A blog from WCF about the state of women and politics

Women Need an Establishment of Their Own

Have you ever wondered why women’s political progress has stagnated? Why in the year 2010 we only have 17 women serving in the U.S. Senate?

While there are many factors behind the continuing gender gap, yesterday’s primary elections reveal one of the biggest problems: Our current political structure repeatedly prevents women candidates from succeeding.

Already this year, we have seen too many talented female candidates be ignored, cast off, and even attacked by their own party. (Read: Dede Scozzafava, Colleen Hanabusa). But WCF’s endorsed candidates forge ahead anyway—determined to overcome the odds stacked against them by the political establishment.

Secretary Jennifer Brunner’s run for U.S. Senate provides a classic example of the political system failing a strong woman.

We watched as she boldly defied the establishment—who told her to drop out, give up, and bow down. Brunner ran a tenacious grassroots campaign across Ohio and earned 44% of the vote last night.

She fought the full weight of the Democratic establishment and showed that courage and conviction can be a formidable opponent to money and influence. However, she will be sorely missed in the U.S. Senate, and Ohio still hasn’t seen its first female Senator.

Much like Brunner, U.S. Senate candidate from North Carolina, Secretary Elaine Marshall, was outspent and underestimated in her primary. However, I’m proud to say that Marshall was the top vote-getter yesterday,  garnering 38% of the vote. This tough candidate is ready to tackle the runoff election in June—and WCF will be behind her every step of the way.

We will also firmly stand with our candidates who won their primaries last night, and will continue onto the November elections:

Patsy Keever, North Carolina House of Representatives, District 115
Rep. Marcia Fudge, U.S. House of Representatives, District 11
Rep. Betty Sutton, U.S. Representatives, District 13

Also continuing to the general elections, running unopposed yesterday, are:

Commissioner Paula Brooks, U.S. House of Representatives, District 12
Rep. Mary Jo Kilroy, U.S. House of Representatives, District 15

We are saddened to report losses for the following candidates, and we encourage them to run again at the earliest possible opportunity. We all need these women in government:

Tamela Lee, Ohio State Senate, District 27
Rosemary Palmer, Ohio State House of Representatives, District 16

In addition to all these great WCF candidates, Jennifer Brunner and Elaine Marshall especially provide shining examples of why WCF exists—to support women who make the decision to run for office—despite the odds, and even when the system gets in their way.

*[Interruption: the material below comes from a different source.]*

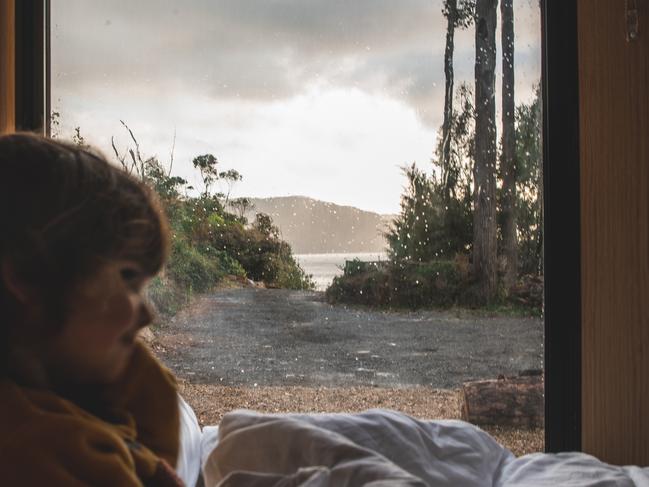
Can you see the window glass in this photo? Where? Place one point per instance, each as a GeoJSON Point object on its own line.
{"type": "Point", "coordinates": [353, 190]}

WCF is here to help clear the path, chop through the weeds, and guide talented women through their candidacy—women who exceed expectations at every turn, forge their own path through the political wilderness, and light the way for those who follow.

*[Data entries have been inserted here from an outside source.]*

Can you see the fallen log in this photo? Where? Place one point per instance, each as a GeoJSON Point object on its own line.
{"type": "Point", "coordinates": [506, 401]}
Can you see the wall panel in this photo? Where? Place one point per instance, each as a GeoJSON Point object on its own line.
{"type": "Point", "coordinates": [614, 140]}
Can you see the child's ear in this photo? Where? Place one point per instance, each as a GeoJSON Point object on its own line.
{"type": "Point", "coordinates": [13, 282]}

To ensure the elimination of our political gender gap, WCF continues to use a different political paradigm for women candidates—one that rewards leadership and courage, and does not bow to the conventional model that stagnates women’s political progress. A league of our own, you could say.

I hope anyone who believes in the need for women’s political equality will stand together in 2010 and beyond to build a new political system that works for women—not against them.